Die Diözese Rottenburg-Stuttgart ehrt den Bekennerbischof Sproll, der auch in schwerster Bedrängnis seinem Leitwort „Fortiter in fide – Tapfer im Glauben“ treu blieb, am Mittwoch, dem 23. Juli 2008, mit einer öffentlichen Gedenkfeier. Die Feier, zu der Bischof Gebhard Fürst die Öffentlichkeit einlädt, findet um 17 Uhr vor dem Bischöflichen Palais statt.
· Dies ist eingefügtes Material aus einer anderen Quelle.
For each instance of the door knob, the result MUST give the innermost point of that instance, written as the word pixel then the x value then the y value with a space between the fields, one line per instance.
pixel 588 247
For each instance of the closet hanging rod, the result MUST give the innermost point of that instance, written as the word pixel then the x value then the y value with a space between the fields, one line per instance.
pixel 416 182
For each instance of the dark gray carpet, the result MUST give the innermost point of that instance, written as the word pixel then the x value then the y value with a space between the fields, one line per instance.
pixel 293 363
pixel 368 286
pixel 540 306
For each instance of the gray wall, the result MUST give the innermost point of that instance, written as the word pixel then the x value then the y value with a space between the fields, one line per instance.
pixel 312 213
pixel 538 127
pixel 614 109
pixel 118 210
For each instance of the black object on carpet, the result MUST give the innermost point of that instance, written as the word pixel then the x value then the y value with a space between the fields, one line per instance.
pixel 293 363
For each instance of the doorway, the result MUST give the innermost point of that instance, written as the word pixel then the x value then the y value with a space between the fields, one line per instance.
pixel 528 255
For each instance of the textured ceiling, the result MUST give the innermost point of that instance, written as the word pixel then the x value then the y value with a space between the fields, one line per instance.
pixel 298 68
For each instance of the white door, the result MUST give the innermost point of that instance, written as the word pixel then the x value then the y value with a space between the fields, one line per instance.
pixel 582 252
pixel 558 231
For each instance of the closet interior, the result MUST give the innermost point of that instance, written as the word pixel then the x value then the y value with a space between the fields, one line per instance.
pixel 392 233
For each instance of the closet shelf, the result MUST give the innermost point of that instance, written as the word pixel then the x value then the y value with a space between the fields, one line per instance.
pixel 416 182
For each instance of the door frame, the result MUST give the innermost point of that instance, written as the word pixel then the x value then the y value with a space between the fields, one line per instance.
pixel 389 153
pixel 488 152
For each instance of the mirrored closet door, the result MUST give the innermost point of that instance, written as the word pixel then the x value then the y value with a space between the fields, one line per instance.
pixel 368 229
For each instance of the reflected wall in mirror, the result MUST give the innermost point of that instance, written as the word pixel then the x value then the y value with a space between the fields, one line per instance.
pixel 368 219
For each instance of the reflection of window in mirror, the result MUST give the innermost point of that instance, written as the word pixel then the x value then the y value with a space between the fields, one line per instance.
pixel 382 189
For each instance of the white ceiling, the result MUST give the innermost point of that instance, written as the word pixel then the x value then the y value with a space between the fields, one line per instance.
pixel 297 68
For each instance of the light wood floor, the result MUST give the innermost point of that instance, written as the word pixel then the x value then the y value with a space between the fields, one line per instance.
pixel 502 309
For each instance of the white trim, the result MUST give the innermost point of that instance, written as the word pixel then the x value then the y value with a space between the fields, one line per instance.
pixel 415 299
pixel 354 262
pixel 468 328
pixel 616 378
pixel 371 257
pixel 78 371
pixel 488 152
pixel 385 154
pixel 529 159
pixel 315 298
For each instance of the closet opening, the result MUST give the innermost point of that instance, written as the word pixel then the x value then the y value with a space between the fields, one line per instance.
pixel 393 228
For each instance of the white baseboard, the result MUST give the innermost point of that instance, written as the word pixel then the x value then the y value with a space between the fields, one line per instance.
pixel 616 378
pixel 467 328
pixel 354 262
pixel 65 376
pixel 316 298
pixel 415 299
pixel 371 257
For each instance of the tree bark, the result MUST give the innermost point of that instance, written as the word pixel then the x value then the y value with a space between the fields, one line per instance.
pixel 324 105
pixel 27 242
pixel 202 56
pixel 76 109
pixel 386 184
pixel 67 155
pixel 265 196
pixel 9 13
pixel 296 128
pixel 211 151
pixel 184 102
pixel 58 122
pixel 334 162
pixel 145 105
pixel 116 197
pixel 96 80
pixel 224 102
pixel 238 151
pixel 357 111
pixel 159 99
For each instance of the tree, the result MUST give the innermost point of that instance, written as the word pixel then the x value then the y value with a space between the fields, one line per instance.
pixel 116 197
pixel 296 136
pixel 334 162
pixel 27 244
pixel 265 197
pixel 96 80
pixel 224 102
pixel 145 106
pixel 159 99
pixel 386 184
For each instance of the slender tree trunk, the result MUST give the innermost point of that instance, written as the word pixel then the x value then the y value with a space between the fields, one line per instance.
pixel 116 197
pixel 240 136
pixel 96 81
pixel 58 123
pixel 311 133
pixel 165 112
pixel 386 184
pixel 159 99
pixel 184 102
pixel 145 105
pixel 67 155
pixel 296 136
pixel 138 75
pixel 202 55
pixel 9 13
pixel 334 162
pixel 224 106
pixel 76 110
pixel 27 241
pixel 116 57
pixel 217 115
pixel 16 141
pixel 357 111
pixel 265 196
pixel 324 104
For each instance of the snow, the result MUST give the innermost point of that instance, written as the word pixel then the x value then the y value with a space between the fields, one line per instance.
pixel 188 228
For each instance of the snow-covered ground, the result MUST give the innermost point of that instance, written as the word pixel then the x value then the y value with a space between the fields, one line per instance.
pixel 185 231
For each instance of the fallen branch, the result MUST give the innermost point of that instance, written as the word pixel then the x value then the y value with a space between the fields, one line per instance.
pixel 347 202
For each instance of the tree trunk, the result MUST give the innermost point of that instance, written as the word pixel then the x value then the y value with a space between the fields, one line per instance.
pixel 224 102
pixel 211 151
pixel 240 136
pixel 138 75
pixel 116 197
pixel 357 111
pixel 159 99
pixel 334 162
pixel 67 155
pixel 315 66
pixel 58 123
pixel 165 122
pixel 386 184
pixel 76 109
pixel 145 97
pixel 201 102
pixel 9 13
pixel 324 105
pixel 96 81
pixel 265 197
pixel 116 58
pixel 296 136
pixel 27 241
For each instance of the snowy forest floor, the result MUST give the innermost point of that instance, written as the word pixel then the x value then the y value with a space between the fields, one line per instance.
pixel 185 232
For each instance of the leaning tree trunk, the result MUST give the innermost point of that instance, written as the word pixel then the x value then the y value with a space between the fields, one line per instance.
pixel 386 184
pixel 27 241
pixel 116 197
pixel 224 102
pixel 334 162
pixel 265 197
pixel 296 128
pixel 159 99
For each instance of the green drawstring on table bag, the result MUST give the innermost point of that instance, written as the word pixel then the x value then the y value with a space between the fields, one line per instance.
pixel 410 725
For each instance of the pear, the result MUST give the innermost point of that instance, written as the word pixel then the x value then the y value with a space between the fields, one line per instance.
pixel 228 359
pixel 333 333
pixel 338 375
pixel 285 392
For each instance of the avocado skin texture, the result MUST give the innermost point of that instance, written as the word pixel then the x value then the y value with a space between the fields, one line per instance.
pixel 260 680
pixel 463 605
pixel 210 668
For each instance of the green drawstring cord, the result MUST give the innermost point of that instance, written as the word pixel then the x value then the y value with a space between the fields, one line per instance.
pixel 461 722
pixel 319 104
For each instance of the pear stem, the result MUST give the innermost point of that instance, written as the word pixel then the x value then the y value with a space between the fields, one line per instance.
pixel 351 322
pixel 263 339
Nach der Begrüßung durch Generalvikar Dr. Clemens Stroppel und einem kurzen Bericht über die Ereignisse des Jahres 1938 wird Bischof Gebhard Fürst eine Ansprache halten: „Gott mehr gehorchen als den Menschen – das bleibende Vermächtnis des Bekennerbischofs Joannes Baptista Sproll“. Für die Stadt Rottenburg am Neckar wird Oberbürgermeister Stephan Neher sprechen, für die Rottenburger Evangelischen Kirchengemeinden Pfarrer Jürgen Huber. Die Feier wird durch das Bläserensemble der Stadtkapelle Rottenburg unter der Leitung von Arno Hermann musikalisch gestaltet.

Das Diözesanarchiv Rottenburg hat im Bischöflichen Palais eine Ausstellung zu den Ausschreitungen der Nationalsozialisten und zu der Vertreibung von Bischof Sproll gestaltet, die im Anschluss an die Gedenkfeier eröffnet wird.